Child labor history goes back to the beginning of farming techniques. It was a fact that families needed extra hands for chores and children were asked to assist…
But the real issue when looking at child labor history goes beyond children helping with their parents tasks related to survival and prosperity. Let’s first define child labor.
Child labor is defined by the International Labor Organization (ILO) as work that deprives children of their childhood, their potential and their dignity. This deprivation is harmful to the child’s physical and mental development. Work considered “child labor” often interferes with a child’s schooling, requires them to leave school prematurely or requires them to combine school attendance with excessively long or heavy work.
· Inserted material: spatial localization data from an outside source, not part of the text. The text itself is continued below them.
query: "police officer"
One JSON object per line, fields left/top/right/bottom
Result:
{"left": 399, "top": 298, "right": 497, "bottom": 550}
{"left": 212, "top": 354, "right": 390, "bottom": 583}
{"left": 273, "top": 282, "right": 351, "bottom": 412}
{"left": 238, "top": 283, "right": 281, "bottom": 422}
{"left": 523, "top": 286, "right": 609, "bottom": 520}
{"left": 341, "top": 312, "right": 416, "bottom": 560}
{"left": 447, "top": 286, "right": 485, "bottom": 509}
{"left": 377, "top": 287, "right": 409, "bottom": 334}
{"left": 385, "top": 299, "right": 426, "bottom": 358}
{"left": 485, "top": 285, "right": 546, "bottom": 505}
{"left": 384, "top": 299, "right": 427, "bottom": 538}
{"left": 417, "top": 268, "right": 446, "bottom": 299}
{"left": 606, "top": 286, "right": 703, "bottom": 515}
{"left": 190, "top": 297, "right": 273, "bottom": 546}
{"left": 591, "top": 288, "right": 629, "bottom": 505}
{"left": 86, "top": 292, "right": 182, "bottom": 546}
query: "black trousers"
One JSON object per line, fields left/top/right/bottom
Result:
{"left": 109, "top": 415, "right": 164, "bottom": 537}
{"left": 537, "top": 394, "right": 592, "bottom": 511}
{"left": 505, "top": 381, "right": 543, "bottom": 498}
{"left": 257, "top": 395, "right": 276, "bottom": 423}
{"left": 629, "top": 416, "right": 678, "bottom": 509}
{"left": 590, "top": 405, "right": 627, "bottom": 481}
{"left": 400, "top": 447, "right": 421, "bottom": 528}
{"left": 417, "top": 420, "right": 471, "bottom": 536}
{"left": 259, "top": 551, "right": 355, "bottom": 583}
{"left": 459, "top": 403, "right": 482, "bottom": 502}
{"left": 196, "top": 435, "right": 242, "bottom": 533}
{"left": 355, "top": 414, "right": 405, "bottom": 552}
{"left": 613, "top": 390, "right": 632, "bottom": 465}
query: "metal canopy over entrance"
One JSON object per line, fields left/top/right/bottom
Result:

The modern history of child labor indicates that the transatlantic slave trade–which lasted three centuries beginning in 1562–was one of the earliest origins of the practice. Industrial revolutions beginning around 1750 in Europe, as well as in the U.S. following the Civil War, also forced children into dangerous work. During the industrial revolution, children were employed by factories and plantation owners and were often forced to crawl inside of heavy machinery in order to fix it, working 12 to 18-hour days for little to no pay.
Although an employer would often provide the children with food, shelter and clothing, those benefits were often “far below par.”
For hundreds of years, labor has robbed children of their childhoods. However, many humanitarian efforts were launched in order to end child labor.
The National Child Labor Committee (NCLC) was founded in in 1904 in the United States. Their purpose was to promote the “rights, awareness, dignity, well being and education of children and youth as they relate to work and working.” The NCLC hired a photographer named Lewis Hine who spent much of 20 years documenting the working conditions of children in America. Hine, as well as Grace Abbott and Jane Addams, were strong advocates who all worked toward the goal of ending child labor. Their goal may not yet have been totally accomplished, but progress is moving along rapidly.
As of 2012, the ILO states that there are around 5.5 million children working in slavery. These children are and have historically been used for the profit of others. They have been threatened with violence, exploited in illicit activities and forced to work in unsafe and uncomfortable conditions. Areas of child slavery today include sex trafficking, factory and construction, agriculture, mining and even armed conflict.